Considering my definition of marketing as being: ‘The identification, development, leveraging and defence of competitive advantage’ it makes sense to consider the impact of AI, as it is happening all around us. Largely unnoticed until the explosive birth of ChatGPT in November last year following the earlier release of Dall-E, the doomsayers are at work.

I am not a data scientist, my limit is writing a formula in Excel no longer than 3 factors, but you do not need to be a data scientist to think about this stuff.

AI learns from itself by iterating with the benefit of ‘digital hindsight’, the outcomes of the previous iterations built in. Think of a radiologist reading scans. In the course of a year they might read a thousand, each time learning from the experience of the previous readings. Over the course of a professional career of 25 years, they might read 25,000, then they retire, and the experience is lost. An AI system can read hundreds of thousands in a week, each building on the previous, looking for patterns, so millions over a couple of years. They can also take data from other sources and blend it into the analysis, and they never retire, so the experience is not lost, it compounds. Importantly however, it compounds based on what has happened, making visible what is already in the data. We have yet to build an algorithm that can be creative.

The ingredients necessary are just 4:

  • Input data,
  • Computing power,
  • Quantitative understanding of human behaviour (still evolving) and,
  • An AI system.

Successful Marketing uses all four, although to date in vastly different ways and to differing degrees. It requires an intimate understanding of customer behaviour and how your  behaviour and that of the customers  impacts others in the supply chain. This is almost ground zero for marketing success.

The combination of the recently released ChatGPT and its stablemate from OpenAI Dall-E will do for content creation in its broadest sense, what the digital camera did for photography. Suddenly everyone became a ‘photographer’, so who needed professionals? Slowly, the gap between even good amateurs and the professionals became clearer, the value added by the real pros, as distinct from the others became more obvious, and presented the clear choices that needed to be made.  A similar process will evolve with written and visual content. It has become very easy to produce stuff that will pass muster as OK, but is that good enough in a homogeneous world?

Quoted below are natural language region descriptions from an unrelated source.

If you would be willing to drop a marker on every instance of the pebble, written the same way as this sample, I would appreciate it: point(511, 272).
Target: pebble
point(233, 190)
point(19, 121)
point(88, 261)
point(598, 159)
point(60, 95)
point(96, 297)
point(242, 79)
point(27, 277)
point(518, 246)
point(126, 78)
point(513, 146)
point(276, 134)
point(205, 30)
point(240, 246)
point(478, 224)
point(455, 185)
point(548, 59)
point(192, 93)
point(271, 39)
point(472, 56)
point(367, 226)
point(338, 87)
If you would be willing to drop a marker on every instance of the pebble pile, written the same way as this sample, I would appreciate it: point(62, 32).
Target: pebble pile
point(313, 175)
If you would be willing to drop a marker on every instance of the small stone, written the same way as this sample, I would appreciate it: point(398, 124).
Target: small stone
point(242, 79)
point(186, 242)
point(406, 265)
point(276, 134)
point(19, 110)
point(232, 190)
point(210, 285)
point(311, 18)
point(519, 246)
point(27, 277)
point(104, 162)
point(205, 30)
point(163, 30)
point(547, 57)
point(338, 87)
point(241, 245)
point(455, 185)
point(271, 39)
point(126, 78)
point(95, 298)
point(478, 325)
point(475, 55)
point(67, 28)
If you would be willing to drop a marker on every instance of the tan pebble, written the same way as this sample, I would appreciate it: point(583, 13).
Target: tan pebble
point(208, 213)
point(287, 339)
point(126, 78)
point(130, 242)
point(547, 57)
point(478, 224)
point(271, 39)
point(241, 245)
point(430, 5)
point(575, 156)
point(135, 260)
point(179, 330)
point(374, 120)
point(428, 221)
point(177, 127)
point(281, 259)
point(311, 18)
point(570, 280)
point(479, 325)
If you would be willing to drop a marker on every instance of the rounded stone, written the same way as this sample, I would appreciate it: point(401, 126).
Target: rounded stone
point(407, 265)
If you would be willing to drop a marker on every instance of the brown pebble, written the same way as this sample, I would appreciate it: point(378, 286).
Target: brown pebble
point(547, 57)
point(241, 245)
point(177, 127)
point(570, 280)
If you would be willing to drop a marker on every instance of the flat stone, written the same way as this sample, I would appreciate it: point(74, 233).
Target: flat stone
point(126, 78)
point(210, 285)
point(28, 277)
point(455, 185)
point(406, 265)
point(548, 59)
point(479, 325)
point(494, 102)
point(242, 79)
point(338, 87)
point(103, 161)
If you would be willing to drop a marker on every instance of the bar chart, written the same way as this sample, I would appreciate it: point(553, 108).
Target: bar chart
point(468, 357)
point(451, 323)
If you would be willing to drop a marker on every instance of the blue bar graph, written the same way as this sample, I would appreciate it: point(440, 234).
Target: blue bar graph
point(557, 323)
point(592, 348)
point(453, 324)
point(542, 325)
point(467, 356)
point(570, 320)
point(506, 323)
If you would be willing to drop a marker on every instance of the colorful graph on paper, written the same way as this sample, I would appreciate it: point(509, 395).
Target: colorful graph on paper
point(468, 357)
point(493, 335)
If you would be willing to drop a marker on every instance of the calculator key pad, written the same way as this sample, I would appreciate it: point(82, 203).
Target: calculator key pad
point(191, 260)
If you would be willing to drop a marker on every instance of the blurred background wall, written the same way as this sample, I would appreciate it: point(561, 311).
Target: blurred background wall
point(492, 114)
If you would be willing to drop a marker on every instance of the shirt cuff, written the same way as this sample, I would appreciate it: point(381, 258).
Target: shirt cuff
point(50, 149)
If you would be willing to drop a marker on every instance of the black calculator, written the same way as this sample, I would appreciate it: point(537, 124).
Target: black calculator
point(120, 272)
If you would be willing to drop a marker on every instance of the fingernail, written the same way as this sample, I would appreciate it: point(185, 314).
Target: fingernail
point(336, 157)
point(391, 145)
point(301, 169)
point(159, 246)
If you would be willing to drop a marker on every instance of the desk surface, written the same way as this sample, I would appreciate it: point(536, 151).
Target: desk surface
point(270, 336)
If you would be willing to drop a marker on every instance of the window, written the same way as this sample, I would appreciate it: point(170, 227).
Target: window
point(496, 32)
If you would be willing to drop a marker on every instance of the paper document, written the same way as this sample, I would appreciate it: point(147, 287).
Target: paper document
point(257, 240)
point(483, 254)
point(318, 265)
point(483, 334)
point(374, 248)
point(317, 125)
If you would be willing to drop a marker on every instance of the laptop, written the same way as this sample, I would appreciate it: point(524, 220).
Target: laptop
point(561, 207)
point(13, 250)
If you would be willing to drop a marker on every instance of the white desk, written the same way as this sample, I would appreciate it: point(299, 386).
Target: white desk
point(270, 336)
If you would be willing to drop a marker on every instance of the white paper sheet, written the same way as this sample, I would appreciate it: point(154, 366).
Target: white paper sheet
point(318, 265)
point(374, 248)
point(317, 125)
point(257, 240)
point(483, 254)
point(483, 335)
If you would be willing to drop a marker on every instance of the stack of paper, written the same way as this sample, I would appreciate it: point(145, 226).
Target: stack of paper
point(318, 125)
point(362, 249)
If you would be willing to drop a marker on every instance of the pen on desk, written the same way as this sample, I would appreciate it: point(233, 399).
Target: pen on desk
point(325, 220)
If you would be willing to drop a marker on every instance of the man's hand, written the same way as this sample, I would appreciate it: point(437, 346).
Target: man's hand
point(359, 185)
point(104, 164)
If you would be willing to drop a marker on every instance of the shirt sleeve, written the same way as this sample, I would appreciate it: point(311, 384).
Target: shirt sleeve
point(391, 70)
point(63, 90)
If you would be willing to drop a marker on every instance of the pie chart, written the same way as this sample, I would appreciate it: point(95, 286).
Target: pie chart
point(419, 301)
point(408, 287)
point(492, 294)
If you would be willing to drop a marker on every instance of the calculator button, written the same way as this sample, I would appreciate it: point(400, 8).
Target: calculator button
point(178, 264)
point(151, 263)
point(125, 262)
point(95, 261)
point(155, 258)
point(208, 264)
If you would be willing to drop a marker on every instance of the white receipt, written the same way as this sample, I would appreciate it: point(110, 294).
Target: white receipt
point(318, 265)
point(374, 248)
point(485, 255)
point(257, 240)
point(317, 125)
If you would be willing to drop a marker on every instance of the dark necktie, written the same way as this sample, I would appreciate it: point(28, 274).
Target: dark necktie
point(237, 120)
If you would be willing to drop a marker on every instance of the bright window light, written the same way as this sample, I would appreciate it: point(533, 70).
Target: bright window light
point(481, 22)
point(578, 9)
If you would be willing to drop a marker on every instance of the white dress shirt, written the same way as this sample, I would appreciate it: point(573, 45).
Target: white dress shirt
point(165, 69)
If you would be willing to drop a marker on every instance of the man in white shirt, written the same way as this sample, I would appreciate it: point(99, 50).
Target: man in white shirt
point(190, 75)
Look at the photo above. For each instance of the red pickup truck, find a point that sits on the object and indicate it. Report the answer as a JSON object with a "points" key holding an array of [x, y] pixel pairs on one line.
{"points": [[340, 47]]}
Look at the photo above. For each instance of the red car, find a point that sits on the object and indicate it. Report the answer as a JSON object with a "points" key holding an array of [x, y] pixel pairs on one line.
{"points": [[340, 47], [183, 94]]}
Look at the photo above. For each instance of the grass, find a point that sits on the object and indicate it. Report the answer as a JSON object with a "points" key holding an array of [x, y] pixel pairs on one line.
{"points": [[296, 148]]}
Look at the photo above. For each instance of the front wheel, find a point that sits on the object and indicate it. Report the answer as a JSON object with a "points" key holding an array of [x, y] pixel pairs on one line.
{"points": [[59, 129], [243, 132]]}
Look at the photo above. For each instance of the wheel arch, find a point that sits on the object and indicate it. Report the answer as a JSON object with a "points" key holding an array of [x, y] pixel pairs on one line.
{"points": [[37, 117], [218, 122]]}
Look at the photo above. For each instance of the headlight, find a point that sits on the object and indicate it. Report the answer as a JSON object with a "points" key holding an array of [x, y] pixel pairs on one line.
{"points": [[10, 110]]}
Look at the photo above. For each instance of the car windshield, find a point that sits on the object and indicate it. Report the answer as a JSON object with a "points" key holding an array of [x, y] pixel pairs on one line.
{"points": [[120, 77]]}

The combination of these tools and a professional will reduce the time taken to produce great work, so the costs will go down, and the quality will not suffer, but be enhanced. A great outcome for the few true professionals.

The downside will be felt by those who claim expertise, but do not genuinely have it. Their output of regurgitated marketing strategies, tactics and collateral material will resemble the thousands of templates already available, and be of little genuine competitive use.